8. Not running VACUUM - PostgreSQL won't use indexes, or won't optimize
correctly unless the record count and dispersion estimates are up-to-date.
People have reported problems with running vacuum while under heavy load. We
haven't seen it, but we run vacuum each night at 4:05 a.m.
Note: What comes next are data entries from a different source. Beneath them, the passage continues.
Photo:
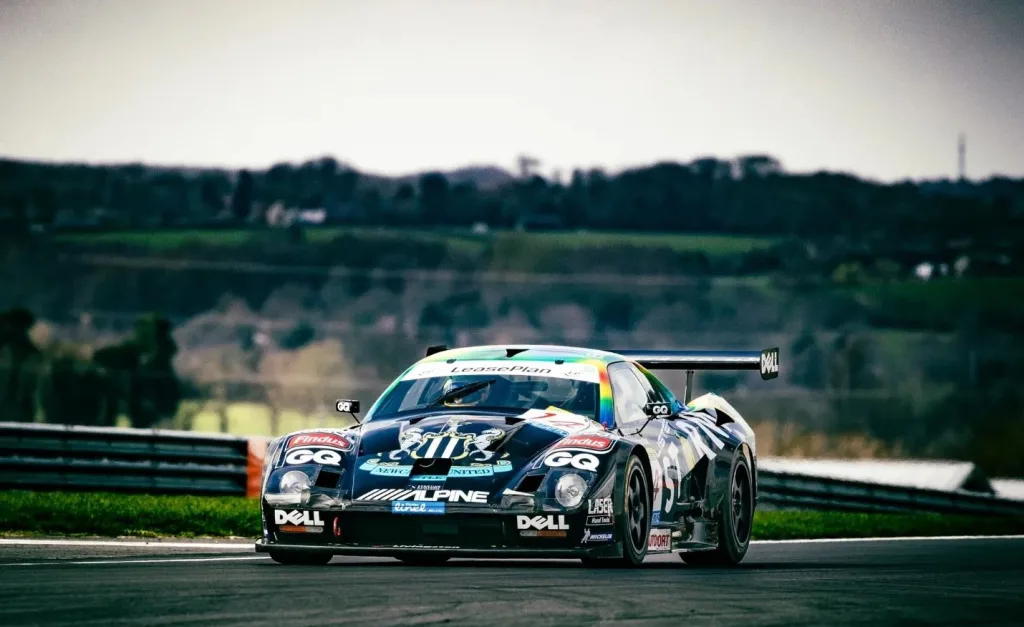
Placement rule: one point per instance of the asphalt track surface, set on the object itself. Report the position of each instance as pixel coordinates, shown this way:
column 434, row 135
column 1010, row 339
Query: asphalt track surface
column 956, row 582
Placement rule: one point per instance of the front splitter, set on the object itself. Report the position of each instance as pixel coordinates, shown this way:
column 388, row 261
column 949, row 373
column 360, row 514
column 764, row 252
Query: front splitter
column 609, row 550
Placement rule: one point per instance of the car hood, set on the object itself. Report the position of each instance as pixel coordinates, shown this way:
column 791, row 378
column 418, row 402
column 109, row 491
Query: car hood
column 460, row 451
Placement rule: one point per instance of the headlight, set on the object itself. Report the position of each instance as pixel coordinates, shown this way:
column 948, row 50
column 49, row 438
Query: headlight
column 294, row 482
column 569, row 490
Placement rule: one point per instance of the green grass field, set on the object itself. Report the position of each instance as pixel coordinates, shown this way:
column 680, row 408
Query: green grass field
column 111, row 514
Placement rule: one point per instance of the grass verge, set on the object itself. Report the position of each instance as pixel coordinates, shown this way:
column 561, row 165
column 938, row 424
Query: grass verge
column 116, row 514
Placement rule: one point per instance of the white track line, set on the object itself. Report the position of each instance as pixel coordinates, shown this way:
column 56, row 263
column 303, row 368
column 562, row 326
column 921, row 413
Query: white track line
column 108, row 561
column 897, row 539
column 230, row 546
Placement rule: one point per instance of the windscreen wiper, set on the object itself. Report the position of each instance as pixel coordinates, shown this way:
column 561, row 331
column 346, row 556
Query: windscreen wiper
column 458, row 392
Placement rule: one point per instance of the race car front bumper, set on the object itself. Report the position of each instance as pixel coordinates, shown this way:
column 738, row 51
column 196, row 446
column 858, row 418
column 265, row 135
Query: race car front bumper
column 476, row 532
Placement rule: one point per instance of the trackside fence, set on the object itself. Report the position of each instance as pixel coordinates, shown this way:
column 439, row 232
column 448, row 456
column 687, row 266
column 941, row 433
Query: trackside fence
column 153, row 461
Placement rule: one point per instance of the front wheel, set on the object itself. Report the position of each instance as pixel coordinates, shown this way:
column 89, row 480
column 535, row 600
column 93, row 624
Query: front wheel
column 634, row 525
column 735, row 520
column 301, row 557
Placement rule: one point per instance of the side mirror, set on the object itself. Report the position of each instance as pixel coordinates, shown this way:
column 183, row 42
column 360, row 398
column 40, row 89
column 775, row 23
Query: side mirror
column 347, row 407
column 657, row 410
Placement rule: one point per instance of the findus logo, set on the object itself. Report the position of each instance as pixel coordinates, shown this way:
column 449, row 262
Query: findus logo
column 452, row 496
column 769, row 363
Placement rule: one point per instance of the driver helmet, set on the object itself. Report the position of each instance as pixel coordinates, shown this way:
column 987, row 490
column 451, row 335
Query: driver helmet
column 470, row 400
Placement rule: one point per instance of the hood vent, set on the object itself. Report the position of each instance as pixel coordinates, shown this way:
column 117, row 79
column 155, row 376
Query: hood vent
column 529, row 483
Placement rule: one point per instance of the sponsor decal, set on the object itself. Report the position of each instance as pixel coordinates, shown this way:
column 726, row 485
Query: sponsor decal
column 347, row 407
column 416, row 495
column 657, row 410
column 417, row 508
column 542, row 527
column 599, row 506
column 588, row 536
column 769, row 363
column 578, row 372
column 449, row 443
column 375, row 466
column 325, row 457
column 590, row 443
column 582, row 461
column 659, row 541
column 333, row 441
column 298, row 521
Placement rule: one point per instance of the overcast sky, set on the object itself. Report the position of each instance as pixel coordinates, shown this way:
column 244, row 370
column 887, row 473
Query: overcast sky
column 877, row 88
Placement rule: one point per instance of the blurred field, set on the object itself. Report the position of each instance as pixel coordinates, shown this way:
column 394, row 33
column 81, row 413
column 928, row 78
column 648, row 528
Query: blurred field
column 503, row 240
column 115, row 514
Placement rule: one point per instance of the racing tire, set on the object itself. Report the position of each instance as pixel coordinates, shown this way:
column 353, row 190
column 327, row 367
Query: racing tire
column 301, row 558
column 424, row 559
column 634, row 526
column 735, row 520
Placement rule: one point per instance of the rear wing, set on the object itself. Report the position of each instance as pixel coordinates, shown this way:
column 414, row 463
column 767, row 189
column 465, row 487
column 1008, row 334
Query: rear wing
column 764, row 361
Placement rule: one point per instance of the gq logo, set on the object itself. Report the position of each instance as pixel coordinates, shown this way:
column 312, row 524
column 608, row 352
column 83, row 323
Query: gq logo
column 583, row 461
column 304, row 518
column 324, row 457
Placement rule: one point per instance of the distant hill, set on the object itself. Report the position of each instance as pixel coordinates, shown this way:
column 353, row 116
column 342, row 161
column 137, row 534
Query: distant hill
column 484, row 177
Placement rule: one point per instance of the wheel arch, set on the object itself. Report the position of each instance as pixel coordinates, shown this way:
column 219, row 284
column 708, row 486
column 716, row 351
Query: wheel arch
column 645, row 460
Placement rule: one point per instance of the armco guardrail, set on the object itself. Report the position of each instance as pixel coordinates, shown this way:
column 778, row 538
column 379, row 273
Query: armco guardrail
column 792, row 490
column 155, row 461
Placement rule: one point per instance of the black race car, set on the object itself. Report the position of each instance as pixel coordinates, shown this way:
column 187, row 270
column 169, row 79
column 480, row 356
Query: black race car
column 523, row 452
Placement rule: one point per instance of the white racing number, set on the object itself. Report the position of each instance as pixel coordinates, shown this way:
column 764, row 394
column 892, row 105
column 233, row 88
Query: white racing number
column 658, row 409
column 305, row 518
column 324, row 457
column 583, row 461
column 541, row 523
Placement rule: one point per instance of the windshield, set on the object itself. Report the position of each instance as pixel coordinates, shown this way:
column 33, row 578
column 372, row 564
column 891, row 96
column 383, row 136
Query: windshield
column 514, row 386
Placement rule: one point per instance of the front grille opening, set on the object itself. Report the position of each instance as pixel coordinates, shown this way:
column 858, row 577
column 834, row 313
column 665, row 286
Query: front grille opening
column 529, row 483
column 327, row 478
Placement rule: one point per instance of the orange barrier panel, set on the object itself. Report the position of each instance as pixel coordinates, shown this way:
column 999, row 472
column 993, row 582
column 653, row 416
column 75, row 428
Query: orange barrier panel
column 254, row 466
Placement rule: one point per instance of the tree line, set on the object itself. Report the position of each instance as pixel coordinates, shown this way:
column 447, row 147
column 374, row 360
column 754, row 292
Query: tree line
column 750, row 195
column 60, row 383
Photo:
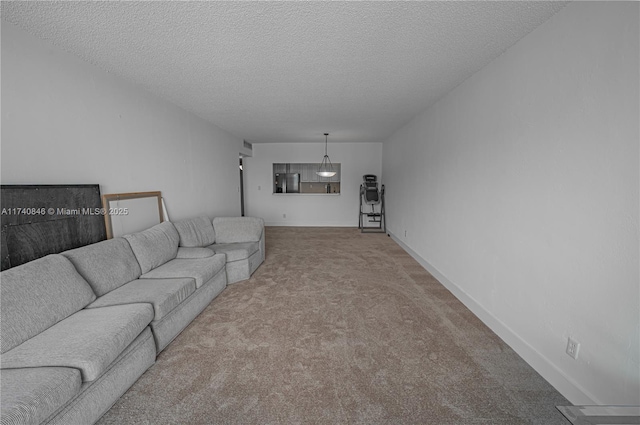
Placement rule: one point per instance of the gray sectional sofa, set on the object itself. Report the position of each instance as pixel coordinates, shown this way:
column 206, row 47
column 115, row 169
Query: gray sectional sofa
column 80, row 327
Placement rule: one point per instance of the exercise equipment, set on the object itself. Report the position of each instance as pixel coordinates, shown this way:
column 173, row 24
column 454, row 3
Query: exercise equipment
column 371, row 196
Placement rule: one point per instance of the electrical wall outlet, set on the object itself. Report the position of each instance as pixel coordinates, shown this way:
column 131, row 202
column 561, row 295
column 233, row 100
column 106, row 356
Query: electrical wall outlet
column 573, row 347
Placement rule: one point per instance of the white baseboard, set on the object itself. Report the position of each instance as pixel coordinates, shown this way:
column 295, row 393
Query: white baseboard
column 288, row 223
column 556, row 377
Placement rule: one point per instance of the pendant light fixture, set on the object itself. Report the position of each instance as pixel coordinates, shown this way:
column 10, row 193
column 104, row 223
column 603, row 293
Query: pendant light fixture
column 326, row 168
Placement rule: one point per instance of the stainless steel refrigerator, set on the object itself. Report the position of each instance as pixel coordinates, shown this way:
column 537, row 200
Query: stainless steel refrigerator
column 287, row 183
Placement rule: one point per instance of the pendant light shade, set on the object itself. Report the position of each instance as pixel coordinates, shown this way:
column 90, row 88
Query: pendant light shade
column 326, row 168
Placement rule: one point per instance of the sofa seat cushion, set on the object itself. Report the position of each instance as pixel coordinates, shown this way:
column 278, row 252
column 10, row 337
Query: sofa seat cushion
column 201, row 269
column 236, row 251
column 195, row 232
column 163, row 294
column 154, row 246
column 194, row 252
column 105, row 265
column 37, row 295
column 31, row 395
column 88, row 340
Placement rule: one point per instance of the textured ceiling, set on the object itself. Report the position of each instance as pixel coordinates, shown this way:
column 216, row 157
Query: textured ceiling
column 288, row 71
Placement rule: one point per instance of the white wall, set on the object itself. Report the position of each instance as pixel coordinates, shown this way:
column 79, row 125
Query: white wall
column 356, row 159
column 65, row 121
column 528, row 187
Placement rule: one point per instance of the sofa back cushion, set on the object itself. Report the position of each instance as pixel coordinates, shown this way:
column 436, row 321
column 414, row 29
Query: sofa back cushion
column 155, row 246
column 238, row 229
column 106, row 265
column 37, row 295
column 195, row 232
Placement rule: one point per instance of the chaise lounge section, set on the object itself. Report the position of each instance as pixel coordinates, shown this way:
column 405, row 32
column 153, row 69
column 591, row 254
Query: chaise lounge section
column 80, row 327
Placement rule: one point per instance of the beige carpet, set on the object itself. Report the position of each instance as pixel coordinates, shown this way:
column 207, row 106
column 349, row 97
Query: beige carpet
column 338, row 327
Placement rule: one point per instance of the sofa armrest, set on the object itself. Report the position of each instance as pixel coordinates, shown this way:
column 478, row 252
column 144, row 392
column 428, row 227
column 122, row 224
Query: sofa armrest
column 238, row 229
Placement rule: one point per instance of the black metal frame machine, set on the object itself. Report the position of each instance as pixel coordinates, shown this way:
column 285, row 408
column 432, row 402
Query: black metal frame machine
column 371, row 195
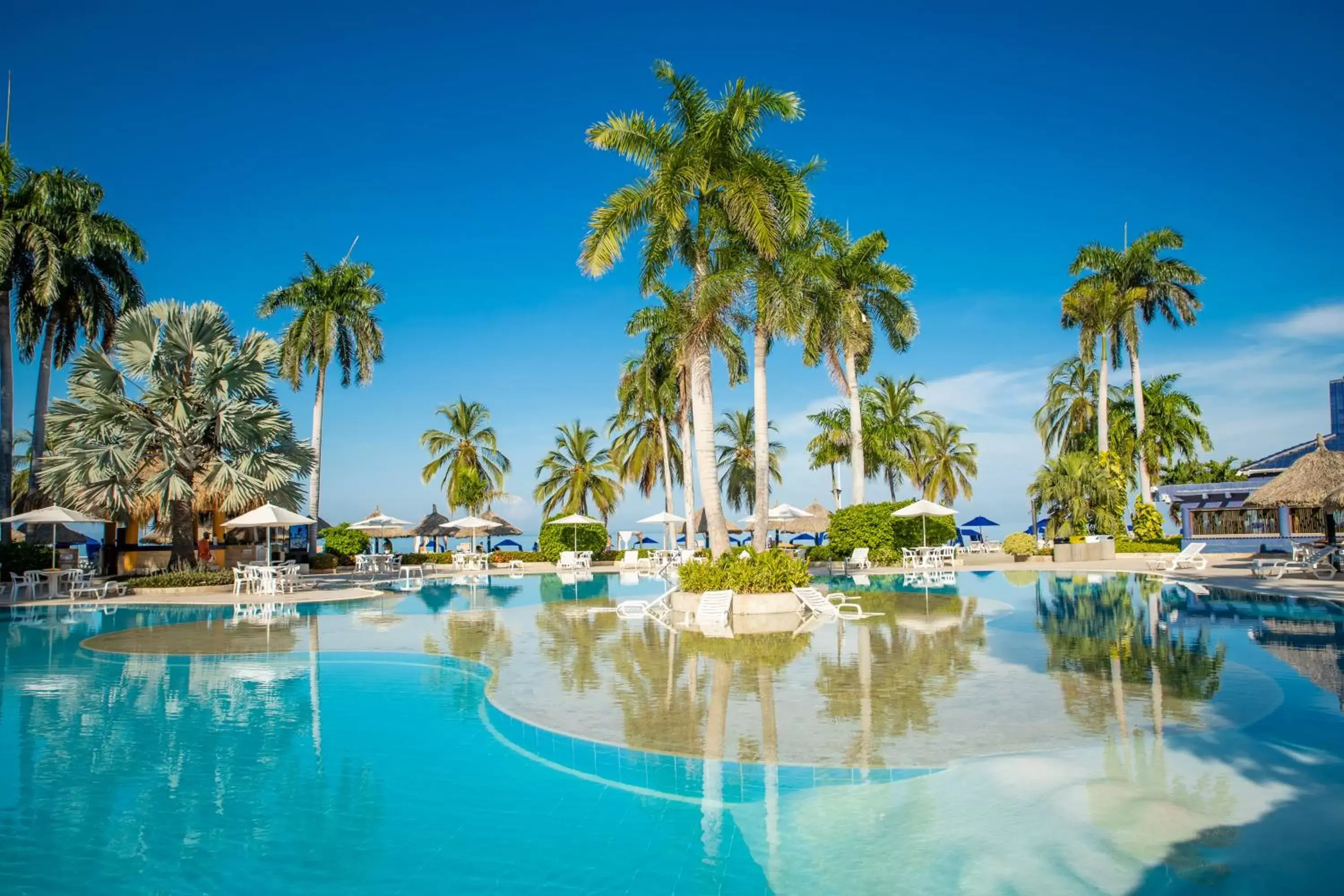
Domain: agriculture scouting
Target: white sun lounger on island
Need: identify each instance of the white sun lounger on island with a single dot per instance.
(1190, 558)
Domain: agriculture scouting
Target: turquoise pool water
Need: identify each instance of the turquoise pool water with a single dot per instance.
(1030, 734)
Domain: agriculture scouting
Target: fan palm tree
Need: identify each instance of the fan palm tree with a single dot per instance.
(705, 183)
(90, 263)
(465, 456)
(863, 291)
(578, 472)
(1154, 285)
(181, 408)
(945, 464)
(1101, 314)
(1174, 431)
(737, 460)
(1065, 422)
(334, 319)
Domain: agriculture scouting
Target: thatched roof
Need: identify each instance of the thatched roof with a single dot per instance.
(702, 524)
(815, 524)
(1307, 484)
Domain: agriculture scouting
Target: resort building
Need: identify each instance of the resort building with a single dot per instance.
(1213, 512)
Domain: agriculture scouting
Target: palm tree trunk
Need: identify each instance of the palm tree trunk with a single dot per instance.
(6, 410)
(39, 412)
(762, 441)
(1144, 484)
(851, 381)
(1103, 401)
(316, 477)
(667, 476)
(702, 412)
(687, 466)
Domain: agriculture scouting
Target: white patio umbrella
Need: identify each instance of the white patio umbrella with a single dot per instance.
(52, 515)
(667, 520)
(924, 509)
(576, 519)
(471, 523)
(268, 516)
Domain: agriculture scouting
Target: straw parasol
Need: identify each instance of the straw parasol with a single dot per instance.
(1312, 478)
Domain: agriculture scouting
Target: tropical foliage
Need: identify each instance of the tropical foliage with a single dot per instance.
(178, 417)
(334, 319)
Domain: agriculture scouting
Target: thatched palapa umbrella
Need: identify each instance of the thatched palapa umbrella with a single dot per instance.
(1310, 482)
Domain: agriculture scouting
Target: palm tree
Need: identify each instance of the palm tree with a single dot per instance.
(1175, 429)
(90, 261)
(578, 470)
(465, 456)
(1065, 421)
(1100, 314)
(181, 409)
(334, 319)
(1152, 285)
(863, 291)
(706, 183)
(945, 462)
(737, 460)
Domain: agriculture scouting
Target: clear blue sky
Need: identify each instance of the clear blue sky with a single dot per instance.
(988, 143)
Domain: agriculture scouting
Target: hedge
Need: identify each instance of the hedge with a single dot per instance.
(871, 526)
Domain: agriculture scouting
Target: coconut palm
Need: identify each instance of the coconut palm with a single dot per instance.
(863, 291)
(706, 183)
(90, 263)
(737, 460)
(580, 472)
(1152, 285)
(334, 319)
(1065, 422)
(465, 456)
(181, 408)
(1174, 432)
(1103, 315)
(944, 462)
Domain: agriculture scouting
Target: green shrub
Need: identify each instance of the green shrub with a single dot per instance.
(871, 526)
(343, 542)
(182, 579)
(765, 573)
(21, 556)
(1148, 523)
(323, 562)
(554, 539)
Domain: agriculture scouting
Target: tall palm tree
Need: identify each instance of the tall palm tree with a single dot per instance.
(945, 462)
(334, 318)
(465, 456)
(1103, 315)
(1065, 422)
(737, 460)
(1154, 285)
(578, 472)
(179, 408)
(90, 261)
(863, 292)
(706, 182)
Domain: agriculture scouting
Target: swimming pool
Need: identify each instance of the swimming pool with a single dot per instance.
(495, 734)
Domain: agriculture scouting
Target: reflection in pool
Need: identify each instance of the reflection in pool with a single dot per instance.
(991, 734)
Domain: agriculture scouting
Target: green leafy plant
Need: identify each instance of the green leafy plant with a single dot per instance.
(554, 539)
(343, 542)
(765, 573)
(1148, 521)
(871, 526)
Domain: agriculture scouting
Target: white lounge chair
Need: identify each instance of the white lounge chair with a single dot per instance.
(859, 559)
(831, 606)
(1190, 558)
(1320, 563)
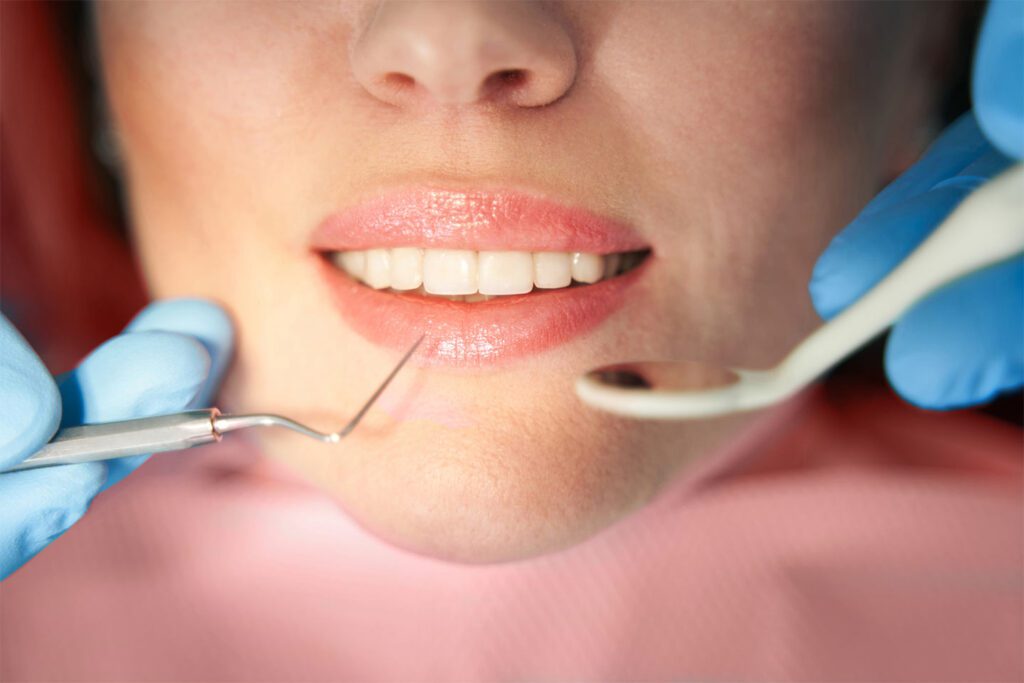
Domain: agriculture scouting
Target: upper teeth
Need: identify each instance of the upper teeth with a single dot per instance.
(458, 272)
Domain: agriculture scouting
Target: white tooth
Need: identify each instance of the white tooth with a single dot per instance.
(378, 272)
(450, 271)
(407, 267)
(587, 267)
(552, 269)
(352, 262)
(611, 263)
(506, 272)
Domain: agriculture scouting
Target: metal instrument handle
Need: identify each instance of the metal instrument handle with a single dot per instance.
(129, 437)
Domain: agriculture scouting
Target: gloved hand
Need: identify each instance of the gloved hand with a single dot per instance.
(965, 344)
(170, 357)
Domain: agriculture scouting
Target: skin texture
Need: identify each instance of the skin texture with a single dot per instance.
(737, 138)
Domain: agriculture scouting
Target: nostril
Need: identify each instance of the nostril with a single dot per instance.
(398, 81)
(505, 81)
(511, 77)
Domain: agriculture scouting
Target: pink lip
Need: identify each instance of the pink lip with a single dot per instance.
(474, 334)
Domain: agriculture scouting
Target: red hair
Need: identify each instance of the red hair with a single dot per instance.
(68, 280)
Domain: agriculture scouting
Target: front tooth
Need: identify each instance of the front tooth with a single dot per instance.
(506, 272)
(552, 269)
(450, 271)
(587, 267)
(407, 268)
(611, 265)
(352, 262)
(378, 272)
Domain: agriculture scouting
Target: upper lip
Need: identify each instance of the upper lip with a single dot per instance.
(480, 220)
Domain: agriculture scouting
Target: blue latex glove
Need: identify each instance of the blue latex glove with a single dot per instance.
(170, 357)
(965, 344)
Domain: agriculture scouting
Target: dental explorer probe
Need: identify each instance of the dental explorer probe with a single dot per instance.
(174, 432)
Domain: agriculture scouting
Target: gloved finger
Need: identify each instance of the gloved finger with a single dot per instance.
(31, 404)
(963, 345)
(876, 243)
(997, 80)
(960, 145)
(200, 318)
(40, 505)
(134, 375)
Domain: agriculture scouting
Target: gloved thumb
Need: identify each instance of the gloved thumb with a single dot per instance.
(170, 357)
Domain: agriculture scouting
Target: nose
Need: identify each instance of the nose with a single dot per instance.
(465, 51)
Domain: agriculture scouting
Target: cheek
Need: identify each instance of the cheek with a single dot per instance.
(760, 129)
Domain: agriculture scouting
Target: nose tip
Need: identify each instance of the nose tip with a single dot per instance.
(465, 51)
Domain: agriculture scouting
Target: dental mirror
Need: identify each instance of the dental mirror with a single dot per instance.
(986, 228)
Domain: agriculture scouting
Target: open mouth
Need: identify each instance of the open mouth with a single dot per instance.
(473, 276)
(485, 276)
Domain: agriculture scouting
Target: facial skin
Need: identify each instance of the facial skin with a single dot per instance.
(736, 139)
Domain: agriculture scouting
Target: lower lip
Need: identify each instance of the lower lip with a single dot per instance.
(473, 335)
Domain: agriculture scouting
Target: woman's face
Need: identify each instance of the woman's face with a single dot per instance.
(730, 139)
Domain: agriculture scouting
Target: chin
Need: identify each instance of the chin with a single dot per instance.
(471, 504)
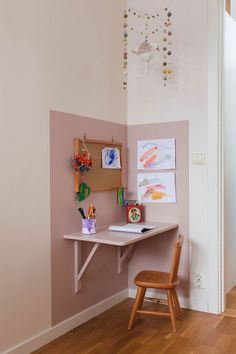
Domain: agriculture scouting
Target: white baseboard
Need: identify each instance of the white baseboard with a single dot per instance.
(191, 303)
(54, 332)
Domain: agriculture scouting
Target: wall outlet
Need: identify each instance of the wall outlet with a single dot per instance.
(199, 280)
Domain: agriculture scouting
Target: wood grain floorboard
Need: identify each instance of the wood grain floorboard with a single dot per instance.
(197, 333)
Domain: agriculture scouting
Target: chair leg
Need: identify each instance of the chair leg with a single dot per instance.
(176, 302)
(141, 298)
(171, 309)
(136, 306)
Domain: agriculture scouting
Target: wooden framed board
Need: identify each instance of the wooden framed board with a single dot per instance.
(98, 178)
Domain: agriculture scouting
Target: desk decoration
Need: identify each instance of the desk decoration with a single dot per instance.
(82, 163)
(134, 212)
(153, 32)
(156, 187)
(120, 196)
(88, 224)
(156, 154)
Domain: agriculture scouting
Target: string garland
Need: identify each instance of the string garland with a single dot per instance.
(155, 32)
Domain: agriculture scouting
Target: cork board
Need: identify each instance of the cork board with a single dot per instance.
(98, 178)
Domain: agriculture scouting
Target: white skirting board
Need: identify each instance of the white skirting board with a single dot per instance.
(54, 332)
(191, 303)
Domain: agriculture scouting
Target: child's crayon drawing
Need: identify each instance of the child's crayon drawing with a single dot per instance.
(156, 187)
(111, 158)
(156, 154)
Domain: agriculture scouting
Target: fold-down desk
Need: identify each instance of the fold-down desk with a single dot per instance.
(104, 236)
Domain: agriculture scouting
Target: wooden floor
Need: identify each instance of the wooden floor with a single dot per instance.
(197, 333)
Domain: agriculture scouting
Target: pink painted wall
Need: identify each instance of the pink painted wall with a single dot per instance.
(156, 253)
(100, 280)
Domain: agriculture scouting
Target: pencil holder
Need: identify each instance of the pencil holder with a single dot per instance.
(88, 226)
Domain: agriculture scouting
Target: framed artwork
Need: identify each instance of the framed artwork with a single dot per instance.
(156, 187)
(156, 154)
(111, 158)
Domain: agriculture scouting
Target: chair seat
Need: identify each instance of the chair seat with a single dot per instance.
(155, 280)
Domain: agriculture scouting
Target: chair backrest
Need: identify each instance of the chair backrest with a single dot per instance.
(176, 259)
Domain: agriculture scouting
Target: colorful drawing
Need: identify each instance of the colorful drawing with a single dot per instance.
(111, 158)
(156, 187)
(156, 154)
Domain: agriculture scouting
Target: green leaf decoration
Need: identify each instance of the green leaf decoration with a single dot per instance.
(84, 192)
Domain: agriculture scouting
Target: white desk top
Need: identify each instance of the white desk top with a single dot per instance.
(121, 238)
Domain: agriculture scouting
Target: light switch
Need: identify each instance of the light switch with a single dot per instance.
(199, 158)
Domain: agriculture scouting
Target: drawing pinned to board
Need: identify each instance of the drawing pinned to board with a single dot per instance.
(111, 158)
(156, 187)
(156, 154)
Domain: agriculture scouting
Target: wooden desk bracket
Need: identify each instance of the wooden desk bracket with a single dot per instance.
(122, 256)
(79, 269)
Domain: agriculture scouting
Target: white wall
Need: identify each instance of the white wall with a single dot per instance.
(62, 55)
(187, 98)
(229, 109)
(233, 9)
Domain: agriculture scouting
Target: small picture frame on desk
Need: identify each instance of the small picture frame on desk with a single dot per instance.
(134, 213)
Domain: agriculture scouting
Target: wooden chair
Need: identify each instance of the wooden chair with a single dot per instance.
(159, 280)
However, if you
perform a LARGE number of INSERTS/UPDATES, it is better for you to do the
following:

DROP INDEX index_on_heavilty_used_table;
VACUUM ANALYZE;
CREATE INDEX index_on_heavily_used_table;

Because VACUUM will sit there, and, row by row, essentially "defragment"
your indexes, which can take damn near forever for any number of updates or
deletes greater than, say, 30,000 rows.

[Snip]

-----Original Message-----
From: Bruce Momjian [mailto:pgman(at)candle(dot)pha(dot)pa(dot)us]
Sent: Thursday, January 06, 2000 10:14 AM
To: Dustin Sallings
Cc: The Hermit Hacker; pgsql-general(at)hub(dot)org
Subject: Re: [GENERAL] Benchmarks

> Untrue, vacuum is *extremely* important for updating statistics.
> If you have a lot of data in a table, and you have never vacuumed, you
> might as well not have any indices. It'd be nice if you could seperate
> the stat update from the storage reclaim. Actually, it'd be nice if you
> could reuse storage, so that an actual vacuum wouldn't be necessary unless
> you just wanted to free up disk space you might end up using again anyway.
>
> The vacuum also doesn't seem to be very efficient. In one of my
> databases, a vacuum could take in excess of 24 hours, while I've written a
> small SQL script that does a select rename and a insert into select from
> that will do the same job in about ten minutes. This is a database that
> cannot lock for more than a few minutes.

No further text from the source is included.